Schedule Trigger: The workflow is initiated automatically every day at 3 AM.
2. Search Folder: It searches a specific Google Drive folder for files to process.
3. Loop Over Items: Each file found is processed one by one.
4. Download File: Each file is downloaded from Google Drive.
5. Switch Node: The workflow determines the file type (PDF, text, or JSON) based on its MIME type.
6. Extract from File: Depending on the file type, the appropriate extraction method is applied:
- For PDFs, it uses the Extract from PDF node.
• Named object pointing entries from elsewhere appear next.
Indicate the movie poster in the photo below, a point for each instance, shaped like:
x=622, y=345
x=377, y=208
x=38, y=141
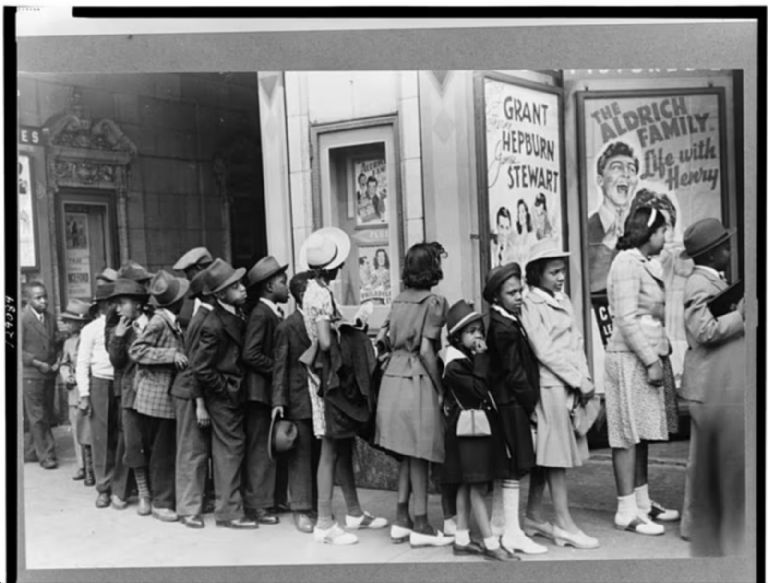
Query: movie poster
x=371, y=204
x=641, y=148
x=375, y=275
x=27, y=253
x=523, y=154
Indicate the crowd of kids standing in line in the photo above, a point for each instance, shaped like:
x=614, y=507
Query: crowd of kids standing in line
x=167, y=373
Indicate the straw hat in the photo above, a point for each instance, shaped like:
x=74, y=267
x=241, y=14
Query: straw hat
x=326, y=248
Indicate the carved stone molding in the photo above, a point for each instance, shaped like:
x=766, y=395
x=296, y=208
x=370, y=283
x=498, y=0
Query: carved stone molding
x=84, y=154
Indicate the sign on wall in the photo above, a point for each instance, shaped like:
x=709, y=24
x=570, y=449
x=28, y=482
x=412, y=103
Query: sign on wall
x=523, y=156
x=77, y=255
x=662, y=148
x=27, y=243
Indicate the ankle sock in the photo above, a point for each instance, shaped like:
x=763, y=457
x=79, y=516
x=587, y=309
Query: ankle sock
x=627, y=509
x=643, y=499
x=462, y=537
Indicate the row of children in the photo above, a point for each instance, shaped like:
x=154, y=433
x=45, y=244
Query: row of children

- For text files, it uses the Extract from Text node.
- For JSON files, it uses the Extract from JSON node.
7. Embeddings OpenAI: The extracted text is processed to generate embeddings using OpenAI's model.
8. Postgres PGVector Store: The embeddings are stored in a PostgreSQL database.
9. Move File: Finally, the processed file is moved to a designated folder in Google Drive, ensuring organization.

Customization Guide

Users can customize the workflow by:
- Changing the Schedule: Adjust the Schedule Trigger node to modify the time and frequency of execution according to their needs.
- Modifying Search Parameters: Update the Search Folder node to point to different folders or change the search criteria.
- Adding New File Types: Extend the Switch node to handle additional file types by adding new conditions and extraction methods.
- Updating Database Credentials: Modify the Postgres PGVector Store node's credentials to connect to a different database.
- Customizing Data Processing: Change the parameters in the Embeddings OpenAI node to use different models or settings based on specific requirements.